Ямин бен Хармах перестал хмуриться.
— Как же поступил наш метатель камней? — спросил он.
— Прикинулся ягнёнком, отнятым от сосцов матки. «О, господин мой и царь, — захныкал бетлехемец, — кто я такой, чтобы жениться на твоей дочери? Что совершил я в жизни? И разве значит для Эшраэля что-нибудь мой захудалый род из потомков Юды? Меня осудят, если я поведу себя столь дерзко и посмею стать зятем царя». Все старики, все спесивые левиты, все безмозглые дурни умилились и прослезились. «Много на свете высоких и славных, — сказали тупицы, восхищаясь Добидом, — но благость божья открывается смиренным. Ибо могущество бога прославляется смиренными». Ну, Саул и выдал Мероб за другого тысяченачальника Адриэля.
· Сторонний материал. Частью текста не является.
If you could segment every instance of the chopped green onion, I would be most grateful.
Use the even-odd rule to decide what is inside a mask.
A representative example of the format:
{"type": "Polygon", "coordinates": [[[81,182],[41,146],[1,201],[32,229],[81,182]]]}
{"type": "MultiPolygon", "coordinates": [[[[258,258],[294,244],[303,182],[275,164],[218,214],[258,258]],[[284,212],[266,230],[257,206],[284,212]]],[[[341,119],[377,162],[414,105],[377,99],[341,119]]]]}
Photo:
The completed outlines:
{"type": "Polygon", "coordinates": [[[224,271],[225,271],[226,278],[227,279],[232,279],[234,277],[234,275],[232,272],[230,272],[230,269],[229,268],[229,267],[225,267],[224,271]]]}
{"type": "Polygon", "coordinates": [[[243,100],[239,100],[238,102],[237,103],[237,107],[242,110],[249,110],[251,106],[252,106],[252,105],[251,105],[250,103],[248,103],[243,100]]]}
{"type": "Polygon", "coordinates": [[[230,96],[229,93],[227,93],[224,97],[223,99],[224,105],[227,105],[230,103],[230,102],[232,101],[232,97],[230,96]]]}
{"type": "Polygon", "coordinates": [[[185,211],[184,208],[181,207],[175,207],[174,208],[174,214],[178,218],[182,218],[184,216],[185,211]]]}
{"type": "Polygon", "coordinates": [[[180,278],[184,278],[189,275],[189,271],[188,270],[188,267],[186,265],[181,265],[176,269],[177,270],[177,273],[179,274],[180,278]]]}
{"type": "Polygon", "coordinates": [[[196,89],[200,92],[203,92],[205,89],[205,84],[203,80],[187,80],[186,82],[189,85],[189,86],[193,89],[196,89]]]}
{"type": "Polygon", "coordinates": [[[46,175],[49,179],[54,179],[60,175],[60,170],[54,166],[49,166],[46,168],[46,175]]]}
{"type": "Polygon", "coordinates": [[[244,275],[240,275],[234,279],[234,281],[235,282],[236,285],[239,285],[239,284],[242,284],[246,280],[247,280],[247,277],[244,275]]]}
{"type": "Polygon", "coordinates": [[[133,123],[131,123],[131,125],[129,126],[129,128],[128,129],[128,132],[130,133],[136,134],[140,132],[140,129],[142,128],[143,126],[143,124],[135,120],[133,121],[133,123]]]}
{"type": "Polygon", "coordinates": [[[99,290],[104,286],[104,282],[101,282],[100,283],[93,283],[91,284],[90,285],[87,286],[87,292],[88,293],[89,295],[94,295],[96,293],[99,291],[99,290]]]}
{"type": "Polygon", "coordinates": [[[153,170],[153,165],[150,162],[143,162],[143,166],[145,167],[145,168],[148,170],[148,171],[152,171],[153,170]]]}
А Добид потихоньку улизнул, потому что ему нравится младшая дочь царя, Мелхола.
— Я не помню, какова младшая. Красивая голубица?
— Весьма красива и прелестна. Хотя не настолько бела и крупна собой, как Мероб. Скорее, она смугла и миниатюрна, с тонким станом и округлыми формами. Да и по возрасту она гораздо больше подходит Добиду.
— Отсюда понятно: бетлехемский пастух скулил вовсе не из смирения. Просто ему приглянулась другая дочь царя. А вообще-то он не прочь стать его зятем. Хитёр, ничего не скажешь. Как милостива к нему судьба... то есть, я хотел сказать, как снисходителен к нему грозный и ревнивый Ягбе! Недаром бог надоумил пастуха научиться хорошо метать камни из пращи. Пригодилось.